A charge of -5.02 μC is traveling at a speed of 8.86 × 106 m/s in a region of space where there is a magnetic field. The angle between the velocity of the charge and the field is 54.6o. A force of magnitude7.85 × 10-3 N acts on the charge. What is the magnitude of the magnetic field?
5 years ago
11 months ago
To find the magnitude of the magnetic field, we can use the equation for the magnetic force on a charged particle:
F = q * v * B * sin(θ)
Where:
F is the force on the charge (given as 7.85 × 10^-3 N)
q is the charge of the particle (-5.02 μC or -5.02 × 10^-6 C)
v is the velocity of the particle (8.86 × 10^6 m/s)

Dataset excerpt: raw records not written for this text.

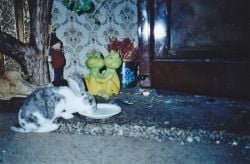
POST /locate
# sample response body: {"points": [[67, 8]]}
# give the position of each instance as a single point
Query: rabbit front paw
{"points": [[66, 115]]}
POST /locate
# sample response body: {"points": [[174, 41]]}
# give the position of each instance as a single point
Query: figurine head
{"points": [[112, 60], [55, 42], [95, 60]]}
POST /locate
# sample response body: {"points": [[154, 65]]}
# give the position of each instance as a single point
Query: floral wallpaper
{"points": [[82, 35]]}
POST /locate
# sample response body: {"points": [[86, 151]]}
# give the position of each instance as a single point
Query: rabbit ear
{"points": [[76, 84]]}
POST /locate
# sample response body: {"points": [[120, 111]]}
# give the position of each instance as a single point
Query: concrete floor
{"points": [[84, 149], [164, 127]]}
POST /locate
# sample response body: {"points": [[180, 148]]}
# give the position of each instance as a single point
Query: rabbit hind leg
{"points": [[48, 127]]}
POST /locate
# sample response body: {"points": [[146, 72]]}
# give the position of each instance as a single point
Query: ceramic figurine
{"points": [[57, 59], [106, 83], [94, 63], [112, 83]]}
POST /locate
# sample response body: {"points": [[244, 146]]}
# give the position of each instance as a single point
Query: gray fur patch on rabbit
{"points": [[42, 107], [42, 101]]}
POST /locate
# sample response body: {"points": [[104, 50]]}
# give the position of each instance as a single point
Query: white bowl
{"points": [[104, 111]]}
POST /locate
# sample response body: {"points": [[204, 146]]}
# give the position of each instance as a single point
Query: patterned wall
{"points": [[80, 34]]}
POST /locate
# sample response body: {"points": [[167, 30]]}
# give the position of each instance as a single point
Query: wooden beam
{"points": [[18, 6]]}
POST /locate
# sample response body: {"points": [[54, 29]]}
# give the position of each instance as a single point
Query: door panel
{"points": [[197, 46]]}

B is the magnitude of the magnetic field we want to find
θ is the angle between the velocity of the charge and the magnetic field (54.6°)

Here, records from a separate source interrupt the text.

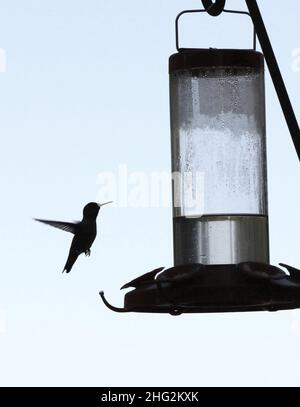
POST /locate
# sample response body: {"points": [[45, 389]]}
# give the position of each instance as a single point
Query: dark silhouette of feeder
{"points": [[220, 200]]}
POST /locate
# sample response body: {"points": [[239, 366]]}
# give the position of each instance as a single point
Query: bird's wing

Now we can rearrange the equation to solve for B:
B = F / (q * v * sin(θ))
Plugging in the given values:
B = (7.85 × 10^-3 N) / ((-5.02 × 10^-6 C) * (8.86 × 10^6 m/s) * sin(54.6°))
First, evaluate the sine of 54.6°:
sin(54.6°) ≈ 0.8
Now, substitute the values into the equation:
B ≈ (7.85 × 10^-3 N) / ((-5.02 × 10^-6 C) * (8.86 × 10^6 m/s) * 0.8)
Finally, calculate the magnitude of the magnetic field:
B ≈ 0.176 T
Therefore, the magnitude of the magnetic field is approximately 0.176 Tesla.